Neural Style Transfer

Using the blow lines of codes, the style is transferred using the HUB module and the output image is generated.

outputs = hub_module(content_image, style_image)
stylized_image = outputs[0]

# Stylize content image with a given style image.
# This is pretty fast within a few milliseconds on a GPU.

outputs = hub_module(tf.constant(content_image), tf.constant(style_image))
stylized_image = outputs[0]

Once the style is transferred to the original image, we will visualize it all together using the below lines of codes.

# Visualize input images and the generated stylized image.

show_n([content_image, style_image, stylized_image], titles=['Original content image', 'Style image', 'Stylized image'])

Neural Style Transfer













end_time = time.time()
print('Time Taken = ', end_time-start_time)
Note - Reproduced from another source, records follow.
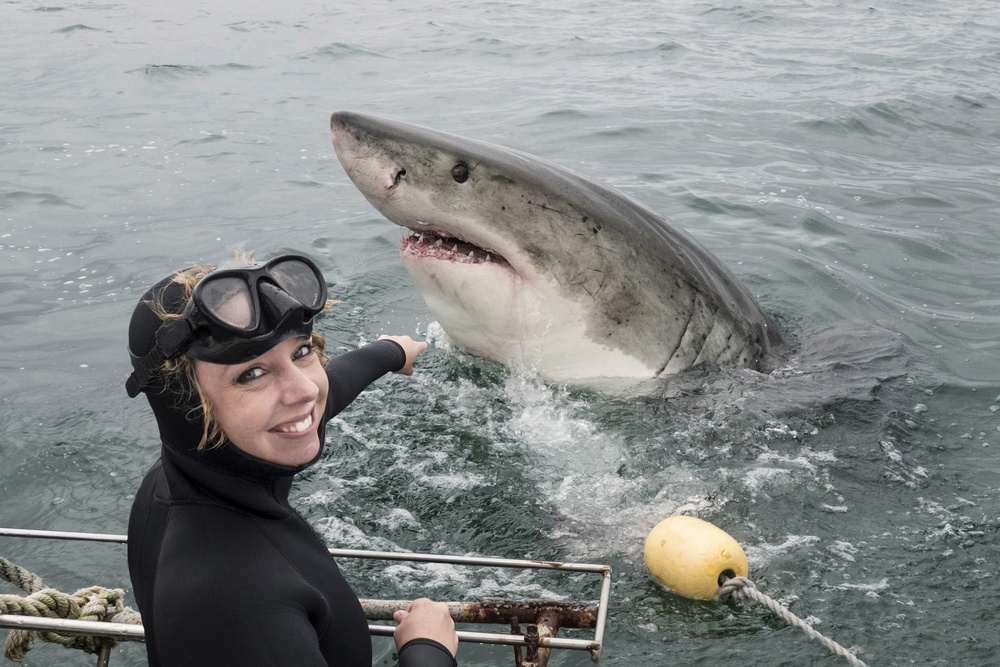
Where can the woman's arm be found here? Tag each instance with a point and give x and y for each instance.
(426, 635)
(350, 373)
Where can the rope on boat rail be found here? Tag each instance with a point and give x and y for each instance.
(742, 589)
(87, 604)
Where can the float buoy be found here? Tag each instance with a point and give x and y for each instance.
(689, 556)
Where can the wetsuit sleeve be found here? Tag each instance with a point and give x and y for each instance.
(425, 653)
(352, 372)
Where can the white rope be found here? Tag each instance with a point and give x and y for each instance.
(742, 589)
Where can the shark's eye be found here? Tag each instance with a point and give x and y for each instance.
(460, 172)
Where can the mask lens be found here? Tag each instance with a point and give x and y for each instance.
(299, 281)
(228, 300)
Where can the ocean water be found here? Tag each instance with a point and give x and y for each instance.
(840, 158)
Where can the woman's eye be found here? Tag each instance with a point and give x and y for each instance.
(249, 375)
(460, 172)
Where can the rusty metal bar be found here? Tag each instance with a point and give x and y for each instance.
(544, 617)
(565, 614)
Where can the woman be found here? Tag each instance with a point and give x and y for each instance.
(225, 572)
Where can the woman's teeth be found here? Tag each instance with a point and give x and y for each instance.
(299, 427)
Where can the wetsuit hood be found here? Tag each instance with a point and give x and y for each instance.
(177, 407)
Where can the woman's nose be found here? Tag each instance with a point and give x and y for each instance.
(298, 386)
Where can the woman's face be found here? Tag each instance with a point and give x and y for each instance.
(270, 407)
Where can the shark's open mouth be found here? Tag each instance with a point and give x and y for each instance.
(448, 248)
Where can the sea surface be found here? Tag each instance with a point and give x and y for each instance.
(840, 157)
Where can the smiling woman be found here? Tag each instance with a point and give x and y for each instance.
(241, 392)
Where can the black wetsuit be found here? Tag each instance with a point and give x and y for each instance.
(225, 572)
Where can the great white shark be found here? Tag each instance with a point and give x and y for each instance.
(534, 265)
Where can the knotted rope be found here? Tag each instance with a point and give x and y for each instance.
(742, 589)
(87, 604)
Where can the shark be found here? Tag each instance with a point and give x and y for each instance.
(539, 267)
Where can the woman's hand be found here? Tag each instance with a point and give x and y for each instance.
(426, 620)
(411, 347)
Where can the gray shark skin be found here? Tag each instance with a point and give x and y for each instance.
(534, 265)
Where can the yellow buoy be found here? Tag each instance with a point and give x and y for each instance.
(687, 555)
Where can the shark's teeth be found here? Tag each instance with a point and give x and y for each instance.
(433, 244)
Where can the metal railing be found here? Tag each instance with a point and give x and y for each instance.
(543, 619)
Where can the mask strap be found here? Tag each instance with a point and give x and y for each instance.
(171, 339)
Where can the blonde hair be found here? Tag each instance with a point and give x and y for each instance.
(180, 371)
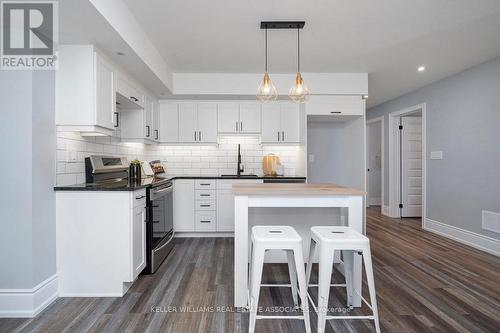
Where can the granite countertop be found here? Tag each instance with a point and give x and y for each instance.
(125, 185)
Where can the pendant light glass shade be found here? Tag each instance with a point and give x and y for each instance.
(299, 92)
(267, 91)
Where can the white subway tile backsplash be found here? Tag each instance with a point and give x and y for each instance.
(178, 159)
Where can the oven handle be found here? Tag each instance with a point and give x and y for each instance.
(168, 189)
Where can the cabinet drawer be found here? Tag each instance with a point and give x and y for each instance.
(204, 194)
(205, 184)
(139, 198)
(205, 205)
(205, 221)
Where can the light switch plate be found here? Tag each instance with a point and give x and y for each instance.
(437, 155)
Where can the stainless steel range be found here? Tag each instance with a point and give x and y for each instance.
(160, 226)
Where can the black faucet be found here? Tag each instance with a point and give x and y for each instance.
(240, 168)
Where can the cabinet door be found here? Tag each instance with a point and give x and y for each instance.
(228, 118)
(188, 122)
(169, 122)
(184, 205)
(290, 122)
(225, 210)
(271, 122)
(250, 117)
(156, 120)
(207, 122)
(148, 118)
(138, 240)
(105, 93)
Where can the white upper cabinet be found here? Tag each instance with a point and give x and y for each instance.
(198, 122)
(281, 123)
(234, 118)
(169, 122)
(188, 122)
(207, 122)
(85, 91)
(228, 117)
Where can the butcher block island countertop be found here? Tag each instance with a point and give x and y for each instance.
(294, 189)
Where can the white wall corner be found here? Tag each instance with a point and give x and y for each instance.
(27, 303)
(477, 241)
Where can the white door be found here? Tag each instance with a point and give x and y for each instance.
(290, 122)
(374, 163)
(207, 122)
(169, 122)
(411, 167)
(139, 240)
(105, 93)
(271, 122)
(184, 205)
(250, 118)
(188, 122)
(228, 118)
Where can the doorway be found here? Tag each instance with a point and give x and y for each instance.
(374, 161)
(407, 167)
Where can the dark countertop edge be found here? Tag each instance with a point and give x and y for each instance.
(82, 187)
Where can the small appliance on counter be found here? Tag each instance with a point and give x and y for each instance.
(271, 165)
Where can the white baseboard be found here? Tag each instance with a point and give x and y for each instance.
(374, 201)
(27, 303)
(480, 242)
(202, 234)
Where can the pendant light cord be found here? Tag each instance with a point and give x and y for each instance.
(266, 48)
(298, 50)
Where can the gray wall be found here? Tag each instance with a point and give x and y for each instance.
(27, 203)
(463, 120)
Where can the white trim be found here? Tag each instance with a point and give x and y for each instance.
(394, 210)
(477, 241)
(27, 303)
(202, 234)
(382, 143)
(385, 210)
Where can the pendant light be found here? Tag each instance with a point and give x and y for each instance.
(267, 91)
(299, 93)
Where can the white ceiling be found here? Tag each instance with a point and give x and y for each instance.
(388, 39)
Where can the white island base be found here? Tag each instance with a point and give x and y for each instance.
(251, 198)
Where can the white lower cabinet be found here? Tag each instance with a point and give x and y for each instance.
(184, 205)
(101, 241)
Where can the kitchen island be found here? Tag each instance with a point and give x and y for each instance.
(288, 196)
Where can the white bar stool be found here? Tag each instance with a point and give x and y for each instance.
(277, 238)
(330, 239)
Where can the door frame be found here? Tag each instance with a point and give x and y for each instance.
(382, 148)
(394, 165)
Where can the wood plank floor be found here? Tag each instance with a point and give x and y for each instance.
(425, 283)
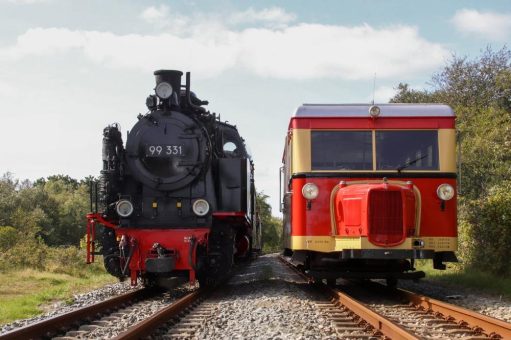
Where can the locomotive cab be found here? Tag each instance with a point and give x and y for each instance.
(366, 190)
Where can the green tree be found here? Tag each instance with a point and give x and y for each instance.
(271, 226)
(479, 90)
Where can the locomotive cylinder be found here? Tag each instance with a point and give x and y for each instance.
(173, 78)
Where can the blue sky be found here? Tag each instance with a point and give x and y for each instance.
(69, 68)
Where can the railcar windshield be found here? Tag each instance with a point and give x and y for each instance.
(413, 150)
(341, 150)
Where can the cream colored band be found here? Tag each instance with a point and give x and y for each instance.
(301, 152)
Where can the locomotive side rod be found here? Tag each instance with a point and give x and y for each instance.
(490, 326)
(380, 323)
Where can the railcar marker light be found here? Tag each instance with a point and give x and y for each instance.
(200, 207)
(124, 208)
(445, 192)
(374, 111)
(163, 90)
(310, 191)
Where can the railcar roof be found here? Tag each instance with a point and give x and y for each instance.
(362, 110)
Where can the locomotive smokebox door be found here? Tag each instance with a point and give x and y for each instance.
(171, 77)
(160, 265)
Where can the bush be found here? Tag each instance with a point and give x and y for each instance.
(485, 231)
(28, 253)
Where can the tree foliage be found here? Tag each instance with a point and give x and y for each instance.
(52, 209)
(479, 90)
(271, 226)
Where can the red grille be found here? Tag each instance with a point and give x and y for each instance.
(386, 217)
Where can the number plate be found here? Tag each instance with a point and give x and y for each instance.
(163, 150)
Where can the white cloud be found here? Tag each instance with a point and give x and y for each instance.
(302, 51)
(382, 94)
(274, 16)
(155, 15)
(489, 25)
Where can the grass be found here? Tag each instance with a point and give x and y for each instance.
(25, 292)
(466, 278)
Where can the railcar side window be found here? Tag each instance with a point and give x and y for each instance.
(412, 150)
(341, 150)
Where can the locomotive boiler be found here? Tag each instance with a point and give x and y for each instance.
(177, 200)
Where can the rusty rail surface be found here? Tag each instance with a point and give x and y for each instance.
(149, 325)
(491, 327)
(61, 323)
(377, 321)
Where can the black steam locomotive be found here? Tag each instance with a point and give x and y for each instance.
(179, 199)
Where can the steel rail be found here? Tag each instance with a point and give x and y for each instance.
(149, 325)
(490, 326)
(60, 323)
(377, 321)
(387, 327)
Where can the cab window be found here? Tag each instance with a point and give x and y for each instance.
(411, 150)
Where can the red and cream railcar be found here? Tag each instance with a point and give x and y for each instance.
(366, 189)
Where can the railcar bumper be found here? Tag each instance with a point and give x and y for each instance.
(386, 254)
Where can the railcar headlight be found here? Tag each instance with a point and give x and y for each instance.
(445, 191)
(310, 191)
(124, 208)
(163, 90)
(200, 207)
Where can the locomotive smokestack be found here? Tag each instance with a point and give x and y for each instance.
(172, 77)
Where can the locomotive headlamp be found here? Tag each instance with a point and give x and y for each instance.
(163, 90)
(445, 192)
(200, 207)
(124, 208)
(310, 191)
(374, 111)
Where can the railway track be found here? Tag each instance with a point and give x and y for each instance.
(413, 317)
(60, 324)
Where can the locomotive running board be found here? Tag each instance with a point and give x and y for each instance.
(365, 275)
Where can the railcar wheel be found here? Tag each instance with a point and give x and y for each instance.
(391, 282)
The above steps will be repeated once more for another style transfer example.

content_image_url = 'https://upload.wikimedia.org/wikipedia/commons/thumb/1/1d/Taj_Mahal_%28Edited%29.jpeg/1920px-Taj_Mahal_%28Edited%29.jpeg'
style_image_url = 'https://joeburciaga.files.wordpress.com/2013/02/tsunami-2698.jpg'

content_image = load_image(content_image_url, content_img_size)
style_image = load_image(style_image_url, style_img_size)





style_image = tf.nn.avg_pool(style_image, ksize=[3,3], strides=[1,1], padding='SAME')
show_n([content_image, style_image], ['Content image', 'Style image'])

Neural Style Transfer
















start_time = time.time()

hub_handle = 'https://tfhub.dev/google/magenta/arbitrary-image-stylization-v1-256/2'
hub_module = hub.load(hub_handle)

outputs = hub_module(content_image, style_image)
stylized_image = outputs[0]

# Stylize content image with a given style image.
# This is pretty fast within a few milliseconds on a GPU.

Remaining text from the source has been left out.